Storie anonime come quella raccontatami da mio padre di quel vecchio signore khmer che durante una pausa dell’udienza nel processo 001 si è fermato a fissare Duch, il boia di Tuol Sleng.
Storie come quelle che racconta Terzani. O come quelle di Elizabeth Becker, una delle poche occidentali ad entrare in Kampuchea Democratica, testimone al processo 002.
Storie come quelle dei volti di Tuol Sleng.

Lo sappiamo bene, noi in Italia, come si perdono facilmente le storie. Lo sappiamo bene, a pochi giorni dal 70esimo del 25 Aprile.

Vorrei raccontarvi la storia di Phnom Penh, vorrei farvi sentire gli spari per le strade di quel 17 aprile, il panico, ed il vuoto assordante due giorni dopo, nella città evacuata, la desolazione.
Vorrei disegnarvi le migliaia di persone distribuite per le campagne, vestite di nero e costantemente al lavoro fra le risaie, le dighe, le cave. Formiche.
Vorrei riportarvi le testimonianze dei lavoratori nelle saliene, le loro descrizioni di come il sale non lavato per giorni bruciasse la pelle.
Vorrei che fra le mie parole e le immagini vi poteste calare nella realtà di quegli anni.

Se ha un senso parlare di Phnom Penh e della sua, diciamo “controversa”, liberazione quarant’anni dopo è sicuramente perché quello fu l’inizio di una discesa agli inferi tanto frequente quanto unica nella storia. Se il Ruanda ci colpisce per la sua fulmineità, la Germania nazista per la sua sistematicità, la Cambogia dei Khmer Rossi è più difficile da classificare, perché fu l’apoteosi di una follia in cui anche l’elementare dicotomia amico/nemico ha perso senso.

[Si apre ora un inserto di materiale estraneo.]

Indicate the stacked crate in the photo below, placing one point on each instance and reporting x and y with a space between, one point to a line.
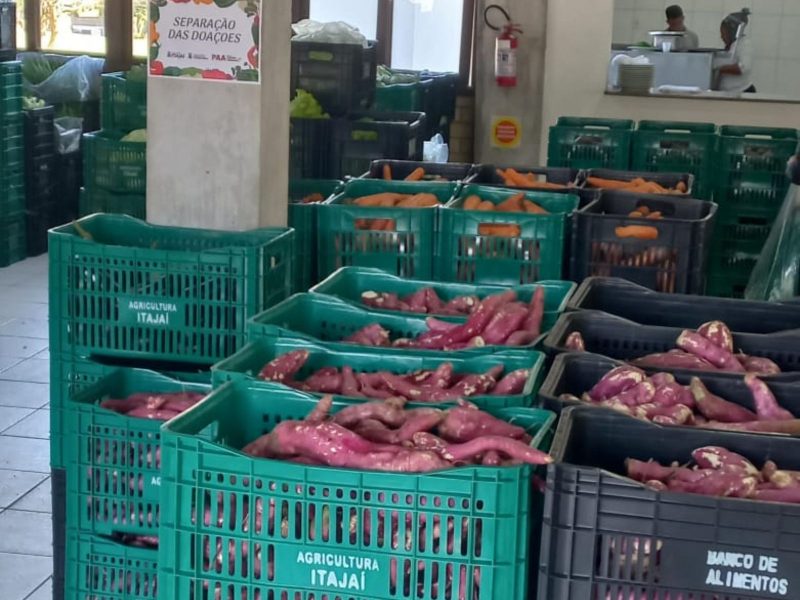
42 197
115 171
136 308
12 166
750 186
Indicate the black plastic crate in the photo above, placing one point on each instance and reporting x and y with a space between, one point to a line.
619 338
340 76
577 373
607 536
433 171
674 263
666 180
364 137
58 495
310 146
39 130
644 306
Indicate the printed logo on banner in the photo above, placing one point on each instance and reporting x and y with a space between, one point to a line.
214 40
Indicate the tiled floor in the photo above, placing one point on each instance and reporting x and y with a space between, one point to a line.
25 527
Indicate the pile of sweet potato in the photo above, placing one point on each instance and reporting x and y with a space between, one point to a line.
439 385
719 472
154 406
637 186
385 436
710 348
498 320
660 399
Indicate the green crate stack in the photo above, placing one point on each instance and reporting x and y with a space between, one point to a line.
115 171
202 463
750 185
677 147
304 197
13 242
590 143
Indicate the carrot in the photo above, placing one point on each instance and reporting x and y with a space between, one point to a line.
472 202
512 204
641 232
533 208
498 230
385 199
416 175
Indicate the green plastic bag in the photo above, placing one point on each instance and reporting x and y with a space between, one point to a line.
777 274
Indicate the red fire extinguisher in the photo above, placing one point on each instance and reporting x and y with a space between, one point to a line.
506 46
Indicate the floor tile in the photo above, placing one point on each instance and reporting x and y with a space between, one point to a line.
36 328
10 416
24 454
21 575
26 532
14 485
36 500
35 425
24 394
31 370
44 592
20 347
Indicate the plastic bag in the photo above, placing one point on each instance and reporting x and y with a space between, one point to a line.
336 32
777 274
435 150
68 134
77 80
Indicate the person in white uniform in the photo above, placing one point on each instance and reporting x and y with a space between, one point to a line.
734 70
676 21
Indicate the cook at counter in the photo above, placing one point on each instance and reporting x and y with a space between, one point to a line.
676 21
733 69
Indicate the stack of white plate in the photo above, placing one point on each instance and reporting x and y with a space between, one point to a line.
636 79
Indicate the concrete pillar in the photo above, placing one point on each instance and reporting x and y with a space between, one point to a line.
523 102
217 153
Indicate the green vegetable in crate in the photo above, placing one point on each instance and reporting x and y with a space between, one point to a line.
138 136
305 106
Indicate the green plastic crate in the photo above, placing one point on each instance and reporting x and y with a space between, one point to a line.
315 518
345 239
97 200
124 103
114 165
350 283
753 154
248 362
139 291
101 568
13 239
303 219
464 255
113 462
587 143
319 318
677 147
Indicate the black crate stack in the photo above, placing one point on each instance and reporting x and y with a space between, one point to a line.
12 166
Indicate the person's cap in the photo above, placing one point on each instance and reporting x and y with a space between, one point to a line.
674 12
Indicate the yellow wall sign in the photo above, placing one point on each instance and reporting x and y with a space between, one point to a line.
506 132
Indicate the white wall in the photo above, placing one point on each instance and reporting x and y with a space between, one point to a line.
774 30
575 78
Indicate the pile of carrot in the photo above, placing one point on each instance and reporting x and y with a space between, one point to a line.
638 186
513 178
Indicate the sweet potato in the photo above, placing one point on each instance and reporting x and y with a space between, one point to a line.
767 407
718 334
616 381
715 408
285 366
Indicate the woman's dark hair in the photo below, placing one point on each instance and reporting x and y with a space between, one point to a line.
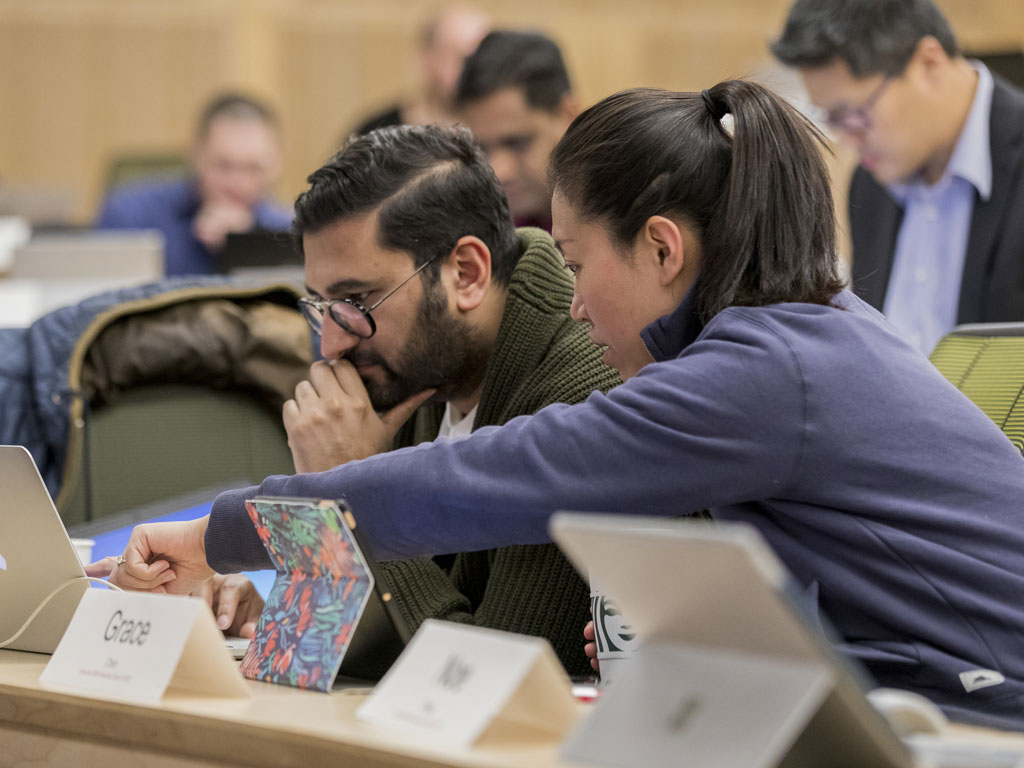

Sono sempre più perplesso quando sento le varie formule ricorrenti sui sensi della storia (“mai più” o “chi non conosce la storia è condannato a ripeterla“), perché mi paiono tutte partire da un presupposto errato, come se l’uomo imparasse alcunché dalla storia.
Ma come possiamo imparare dalla storia? I contesti cambiano e c’è sempre una buona scusa per fare dei distinguo.
Cosa resta? Resta Phnom Penh svuotata; resta un tribunale; restano quei volti. A fissarci. Quasi a chiamarci.
Se non possiamo ottenere granché dalla storia, mi accontenterei di ottenere qualcosa almeno dalla memoria di ciascuno di noi.